Challenging time for new bar chain boss

The trials of getting a decent Championship football side together, making pizzas in Albuquerque and vertebrate palaeontology - it could only be the boss of bar business Ultimate Leisure.

The trials of getting a decent Championship football side together, making pizzas in Albuquerque and vertebrate palaeontology - it could only be the boss of bar business Ultimate Leisure. Graeme King met Mark Jones.

Running a bar and club business in Newcastle must be the modern equivalent of managing a cotton mill in Lancashire or a coal mine in County Durham.

For having a great night out is one of the things the North-East - and Newcastle in particular - is justifiably famous for.

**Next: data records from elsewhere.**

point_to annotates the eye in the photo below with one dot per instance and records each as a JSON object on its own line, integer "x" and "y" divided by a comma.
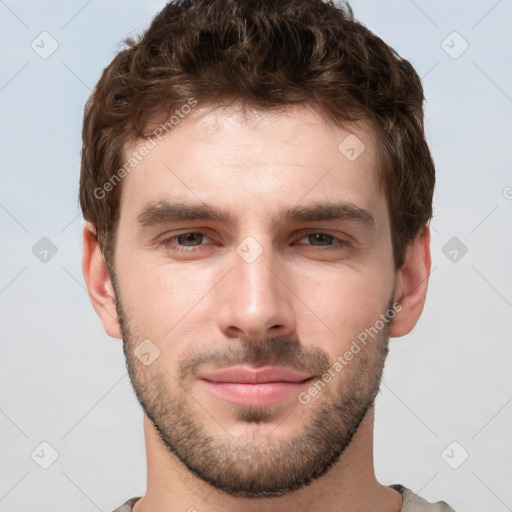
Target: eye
{"x": 326, "y": 240}
{"x": 184, "y": 241}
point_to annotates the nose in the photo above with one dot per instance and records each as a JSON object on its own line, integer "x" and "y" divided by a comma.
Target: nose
{"x": 255, "y": 299}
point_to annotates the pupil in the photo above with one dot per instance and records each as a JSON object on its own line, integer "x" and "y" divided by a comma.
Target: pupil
{"x": 188, "y": 237}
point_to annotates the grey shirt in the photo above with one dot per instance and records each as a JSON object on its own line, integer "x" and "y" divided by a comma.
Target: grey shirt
{"x": 411, "y": 502}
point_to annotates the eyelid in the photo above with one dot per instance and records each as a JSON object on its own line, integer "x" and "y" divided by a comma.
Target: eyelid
{"x": 170, "y": 241}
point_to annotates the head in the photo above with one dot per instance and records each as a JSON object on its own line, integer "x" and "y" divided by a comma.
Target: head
{"x": 257, "y": 188}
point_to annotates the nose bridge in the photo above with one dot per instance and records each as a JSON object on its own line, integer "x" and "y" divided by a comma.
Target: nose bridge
{"x": 255, "y": 302}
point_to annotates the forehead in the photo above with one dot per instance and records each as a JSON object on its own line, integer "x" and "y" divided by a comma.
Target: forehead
{"x": 255, "y": 160}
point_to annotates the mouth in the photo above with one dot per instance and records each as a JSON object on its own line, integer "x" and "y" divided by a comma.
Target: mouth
{"x": 247, "y": 386}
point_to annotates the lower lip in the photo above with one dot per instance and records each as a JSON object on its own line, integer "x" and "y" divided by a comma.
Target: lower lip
{"x": 256, "y": 394}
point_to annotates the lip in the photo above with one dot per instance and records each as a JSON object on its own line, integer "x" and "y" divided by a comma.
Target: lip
{"x": 247, "y": 386}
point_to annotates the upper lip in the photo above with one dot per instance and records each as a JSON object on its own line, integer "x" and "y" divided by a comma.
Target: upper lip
{"x": 245, "y": 374}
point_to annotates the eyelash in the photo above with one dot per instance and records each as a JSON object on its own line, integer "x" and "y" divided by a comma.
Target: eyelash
{"x": 169, "y": 243}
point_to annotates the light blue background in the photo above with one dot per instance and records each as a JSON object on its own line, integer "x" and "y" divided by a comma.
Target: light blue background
{"x": 63, "y": 380}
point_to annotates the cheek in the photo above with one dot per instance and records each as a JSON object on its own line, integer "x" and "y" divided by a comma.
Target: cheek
{"x": 338, "y": 305}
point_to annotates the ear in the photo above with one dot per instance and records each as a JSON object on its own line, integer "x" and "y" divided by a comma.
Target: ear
{"x": 411, "y": 285}
{"x": 99, "y": 285}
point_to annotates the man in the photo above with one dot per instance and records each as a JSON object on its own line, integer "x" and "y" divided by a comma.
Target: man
{"x": 257, "y": 190}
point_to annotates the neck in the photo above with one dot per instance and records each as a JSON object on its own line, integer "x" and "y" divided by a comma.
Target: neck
{"x": 350, "y": 484}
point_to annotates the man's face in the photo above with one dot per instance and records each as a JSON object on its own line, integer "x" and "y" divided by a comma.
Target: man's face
{"x": 274, "y": 300}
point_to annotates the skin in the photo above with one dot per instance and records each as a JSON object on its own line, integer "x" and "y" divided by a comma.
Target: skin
{"x": 302, "y": 291}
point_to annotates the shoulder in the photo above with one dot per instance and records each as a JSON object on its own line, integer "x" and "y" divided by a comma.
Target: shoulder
{"x": 127, "y": 506}
{"x": 414, "y": 503}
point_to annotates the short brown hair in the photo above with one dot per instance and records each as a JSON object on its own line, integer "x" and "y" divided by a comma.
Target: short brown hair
{"x": 266, "y": 54}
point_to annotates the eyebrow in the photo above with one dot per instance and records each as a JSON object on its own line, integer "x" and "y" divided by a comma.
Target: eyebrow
{"x": 167, "y": 211}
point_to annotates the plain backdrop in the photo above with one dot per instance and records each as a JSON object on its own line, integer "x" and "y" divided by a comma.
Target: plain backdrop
{"x": 444, "y": 414}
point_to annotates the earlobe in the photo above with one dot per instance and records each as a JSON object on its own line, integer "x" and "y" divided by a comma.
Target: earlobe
{"x": 97, "y": 280}
{"x": 411, "y": 285}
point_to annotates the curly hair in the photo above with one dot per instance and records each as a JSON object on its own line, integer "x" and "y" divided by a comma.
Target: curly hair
{"x": 266, "y": 54}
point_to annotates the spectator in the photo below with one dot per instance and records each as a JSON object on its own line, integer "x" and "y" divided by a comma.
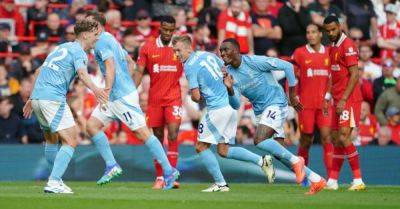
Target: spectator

Ultimate Leisure is - as the name suggests - the biggest indigenous company in the city, and its schtick has always been that nobody does drinking and dancing better.

But with big changes afoot in the leisure industry - licensing laws radically altered, a clampdown on under-age drinking, and smoking bans gradually stubbing out cigarettes right across the British Isles - Ultimate has had to adjust.

In the summer of 2005, the company's shareholders ousted the existing management team of Allan Rankin and Bob Senior and installed their own man - Mark Jones - to run the show.

He set about transforming the business from being tightly focused on the late night, youth market to being much more diversified.

And if anybody knows about the range of what can be achieved in the UK leisure industry, it would be this man.

He's worked in London pubs, run the UK operation of Pizza Hut, expanded and sold the Yates Group and all its wine lodges and run Hogshead pubs too.

Jones grew up in Notting Hill, the son of parents who ran pubs, and has worked most of his life in and around the capital.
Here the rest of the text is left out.